1401-1501: A Century of Changes in the Ties between Poland and Lithuania 

At the end of December 1400, Jogaila and Vytautas met in Gardinas to acknowledge the new reality and reach an understanding that was ratified by representatives of both the Kingdom of Poland and the Grand Duchy of Lithuania. These acts (in Vilnius on January 18, 1401, and in Radom on March 11, 1401) established a new division of rule between the two Gediminians.10 Jogaila, King of Poland and heritor of Lithuania, retained his patrimonial rights to Lithuania and the title of Supreme Grand Duke but conferred on Vytautas the right to govern Lithuania for life with the title of Grand Duke. Vytautas, in turn, took an oath of loyalty to King Jogaila and to the composite monarchy of the Polish Crown. 

Also established was the order of succession to the sovereignty of the two states: should Vytautas die first, Jogaila would become ruler of the Grand Duchy of Lithuania and his heirs would have rights. However, should Jogaila predecease Vytautas without heir, the new King of Poland would be selected with the participation of Vytautas and the nobility of Lithuania. Both states agreed to support each other in foreign affairs. 

The Vilnius-Radom Act of 1401 established a new status for the Grand Duchy of Lithuania and created a new model for the two states ruled by Jogaila. For the first time the representatives of the politically emergent Lithuanian state were more than just supporters of Vytautas, and an act was enacted in their name. In other words, the Polish delegation was negotiating with an ally who held juridical rights to speak for Lithuania. This stabilized the situation and strengthened the respective positions of Poland and Lithuania internationally, an important consideration in the conflict with the Teutonic Order. 

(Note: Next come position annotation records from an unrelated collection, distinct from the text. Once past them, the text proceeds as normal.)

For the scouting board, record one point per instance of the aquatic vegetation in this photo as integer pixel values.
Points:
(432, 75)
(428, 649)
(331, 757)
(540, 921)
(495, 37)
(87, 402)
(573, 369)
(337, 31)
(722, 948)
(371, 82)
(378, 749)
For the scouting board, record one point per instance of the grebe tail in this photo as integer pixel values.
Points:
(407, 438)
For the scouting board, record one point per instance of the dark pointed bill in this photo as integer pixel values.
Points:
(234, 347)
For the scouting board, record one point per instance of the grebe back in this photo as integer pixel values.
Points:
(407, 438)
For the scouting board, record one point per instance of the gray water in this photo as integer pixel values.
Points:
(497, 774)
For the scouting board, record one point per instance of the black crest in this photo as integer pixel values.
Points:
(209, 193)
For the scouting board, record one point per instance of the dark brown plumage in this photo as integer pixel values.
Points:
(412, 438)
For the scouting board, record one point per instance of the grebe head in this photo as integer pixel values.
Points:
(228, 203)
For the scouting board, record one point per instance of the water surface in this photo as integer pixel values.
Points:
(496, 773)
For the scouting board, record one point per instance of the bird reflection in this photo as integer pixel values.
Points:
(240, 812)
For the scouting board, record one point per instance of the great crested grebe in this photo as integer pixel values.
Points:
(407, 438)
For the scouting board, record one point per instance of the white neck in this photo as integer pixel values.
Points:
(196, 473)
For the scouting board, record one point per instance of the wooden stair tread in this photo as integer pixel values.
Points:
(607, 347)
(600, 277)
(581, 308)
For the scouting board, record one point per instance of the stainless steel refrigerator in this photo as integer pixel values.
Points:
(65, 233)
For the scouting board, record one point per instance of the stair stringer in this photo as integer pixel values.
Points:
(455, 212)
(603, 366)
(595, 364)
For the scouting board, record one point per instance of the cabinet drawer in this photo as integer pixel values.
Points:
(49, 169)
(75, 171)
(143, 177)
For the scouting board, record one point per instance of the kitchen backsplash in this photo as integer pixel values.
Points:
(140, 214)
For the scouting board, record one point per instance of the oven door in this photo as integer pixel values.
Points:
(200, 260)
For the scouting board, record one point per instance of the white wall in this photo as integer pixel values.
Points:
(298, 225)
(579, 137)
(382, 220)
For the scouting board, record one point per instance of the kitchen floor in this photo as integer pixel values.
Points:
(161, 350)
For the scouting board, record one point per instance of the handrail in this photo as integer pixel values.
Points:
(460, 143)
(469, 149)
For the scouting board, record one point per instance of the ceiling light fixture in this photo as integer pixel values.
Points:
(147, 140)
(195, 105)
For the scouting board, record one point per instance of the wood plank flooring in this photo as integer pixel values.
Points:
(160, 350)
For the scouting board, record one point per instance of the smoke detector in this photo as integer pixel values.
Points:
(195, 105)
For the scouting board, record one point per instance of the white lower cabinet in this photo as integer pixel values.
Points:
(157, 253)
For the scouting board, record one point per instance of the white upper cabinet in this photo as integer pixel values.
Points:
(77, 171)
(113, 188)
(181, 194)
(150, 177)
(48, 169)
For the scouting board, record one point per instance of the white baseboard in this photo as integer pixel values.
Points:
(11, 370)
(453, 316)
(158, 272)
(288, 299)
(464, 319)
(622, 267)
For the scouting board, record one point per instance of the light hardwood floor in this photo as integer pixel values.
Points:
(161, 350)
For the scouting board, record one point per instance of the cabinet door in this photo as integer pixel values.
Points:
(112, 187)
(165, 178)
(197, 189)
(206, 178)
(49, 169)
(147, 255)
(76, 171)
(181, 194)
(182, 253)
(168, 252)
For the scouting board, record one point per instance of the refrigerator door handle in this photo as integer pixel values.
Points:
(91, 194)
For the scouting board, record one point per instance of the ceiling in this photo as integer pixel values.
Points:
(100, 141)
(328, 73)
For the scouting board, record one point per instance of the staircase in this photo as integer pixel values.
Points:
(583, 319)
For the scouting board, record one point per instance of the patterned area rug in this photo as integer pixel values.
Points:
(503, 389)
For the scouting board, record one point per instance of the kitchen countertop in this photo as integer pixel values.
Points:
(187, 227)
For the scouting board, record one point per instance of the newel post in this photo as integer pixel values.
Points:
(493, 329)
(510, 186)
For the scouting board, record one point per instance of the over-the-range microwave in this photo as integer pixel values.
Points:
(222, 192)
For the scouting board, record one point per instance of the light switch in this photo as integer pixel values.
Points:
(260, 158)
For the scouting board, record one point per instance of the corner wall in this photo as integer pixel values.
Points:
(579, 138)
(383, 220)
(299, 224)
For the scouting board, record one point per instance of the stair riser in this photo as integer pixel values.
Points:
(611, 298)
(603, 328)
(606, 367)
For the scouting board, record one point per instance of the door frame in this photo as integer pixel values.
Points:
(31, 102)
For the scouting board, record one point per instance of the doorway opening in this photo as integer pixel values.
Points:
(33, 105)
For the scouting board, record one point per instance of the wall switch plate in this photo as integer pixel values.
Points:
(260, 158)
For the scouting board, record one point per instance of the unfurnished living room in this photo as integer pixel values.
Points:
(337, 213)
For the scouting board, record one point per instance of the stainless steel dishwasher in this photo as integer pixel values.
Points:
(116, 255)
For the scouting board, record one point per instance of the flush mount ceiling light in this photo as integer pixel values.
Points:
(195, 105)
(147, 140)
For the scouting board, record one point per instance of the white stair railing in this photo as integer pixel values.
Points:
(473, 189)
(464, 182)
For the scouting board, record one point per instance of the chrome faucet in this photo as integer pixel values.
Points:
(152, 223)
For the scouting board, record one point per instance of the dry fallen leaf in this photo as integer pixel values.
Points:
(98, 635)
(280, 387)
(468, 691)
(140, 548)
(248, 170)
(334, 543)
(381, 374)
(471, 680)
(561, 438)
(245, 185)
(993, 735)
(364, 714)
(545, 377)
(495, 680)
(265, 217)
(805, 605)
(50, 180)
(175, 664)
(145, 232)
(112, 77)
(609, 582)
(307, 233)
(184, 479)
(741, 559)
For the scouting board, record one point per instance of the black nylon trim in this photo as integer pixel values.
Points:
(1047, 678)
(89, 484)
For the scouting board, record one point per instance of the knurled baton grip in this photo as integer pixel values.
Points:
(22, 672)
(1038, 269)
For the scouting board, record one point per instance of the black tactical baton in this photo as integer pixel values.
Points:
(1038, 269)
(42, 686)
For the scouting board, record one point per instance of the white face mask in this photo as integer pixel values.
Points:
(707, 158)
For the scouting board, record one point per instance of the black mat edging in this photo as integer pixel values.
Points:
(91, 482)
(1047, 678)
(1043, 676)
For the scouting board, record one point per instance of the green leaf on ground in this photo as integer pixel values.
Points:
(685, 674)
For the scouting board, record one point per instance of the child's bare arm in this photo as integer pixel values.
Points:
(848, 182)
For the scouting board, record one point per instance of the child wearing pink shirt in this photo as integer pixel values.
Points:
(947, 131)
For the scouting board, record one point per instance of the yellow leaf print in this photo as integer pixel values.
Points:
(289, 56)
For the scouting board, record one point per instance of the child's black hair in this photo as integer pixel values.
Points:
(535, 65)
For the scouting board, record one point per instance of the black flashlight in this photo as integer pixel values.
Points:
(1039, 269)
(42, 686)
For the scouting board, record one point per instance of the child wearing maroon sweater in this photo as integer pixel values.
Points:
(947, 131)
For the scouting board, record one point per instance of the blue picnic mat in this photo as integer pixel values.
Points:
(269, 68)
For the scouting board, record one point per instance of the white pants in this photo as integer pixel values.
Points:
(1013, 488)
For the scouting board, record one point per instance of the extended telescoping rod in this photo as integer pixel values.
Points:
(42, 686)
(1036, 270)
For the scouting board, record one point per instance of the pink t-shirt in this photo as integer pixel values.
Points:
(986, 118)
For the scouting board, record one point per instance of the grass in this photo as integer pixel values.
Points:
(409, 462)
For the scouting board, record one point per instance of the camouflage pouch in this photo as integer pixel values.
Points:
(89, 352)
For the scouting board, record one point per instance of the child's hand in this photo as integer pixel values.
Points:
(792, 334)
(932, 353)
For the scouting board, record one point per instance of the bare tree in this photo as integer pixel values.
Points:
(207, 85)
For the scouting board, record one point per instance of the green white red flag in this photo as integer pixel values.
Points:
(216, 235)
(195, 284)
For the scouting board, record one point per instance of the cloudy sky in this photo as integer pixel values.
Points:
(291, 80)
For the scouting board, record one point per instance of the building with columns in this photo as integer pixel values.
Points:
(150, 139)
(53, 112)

The mutual victory over the Teutonic Order in 1410 at the battle of Žalgiris (Grunwald, Polish; Grünwald, Tannenberg, German) altered the international scene as well as the distribution of power in Poland and Lithuania. The Order, although defeated, was not vanquished, and rapidly regained strength. When the Toruń Peace Treaty of February 1, 1411 failed to resolve the Order’s conflicts with Poland and Lithuania, a new war loomed on the horizon. Vytautas solidified his standing in the political arena of Poland and Lithuania by gaining the support of a bloc of Polish nobles. In view of the new developments, the agreements of 1401 had to be revised. Jogaila and Vytautas met in 1413 in Horodlė (Horodło, near the Bug River in Poland), and in the presence of the nobility of both states drew up new agreements stipulating the reorganization of internal affairs in the Grand Duchy of Lithuania in alignment with its Polish partner. These consisted of three official records: a joint statement by Jogaila and Vytautas plus two separate documents by Polish and Lithuanian magnates and nobles.11 

Historians have long since debated the true intent of the agreement between Jogaila and Vytautas, which states in the first paragraph that the Grand Duchy of Lithuania was incorporated into the realm of the Crown of Poland. Was this an accepted formula with no effect on sovereignty, or did it signify a factual incorporation? Also open to debate is the document’s Section 12, concerning the process of selecting a ruler after the respective deaths of Vytautas and Jogaila. This document stipulated that upon Vytautas’s death, Lithuania’s nobles shall not select a new ruler on their own, but use a process involving the King of Poland (or his successor) and representatives of the Polish and Lithuanian nobility. Further, should Jogaila predecease Vytautas and leave no legitimate heir, Poles would not select their new ruler on their own, but only with the participation and agreement by Vytautas and the Lithuanian ruling nobility. The phraseology suggests that succession rights were accorded longer duration than the lifetime of the sovereign. This indicates an acknowledgement of Lithuania’s statehood. 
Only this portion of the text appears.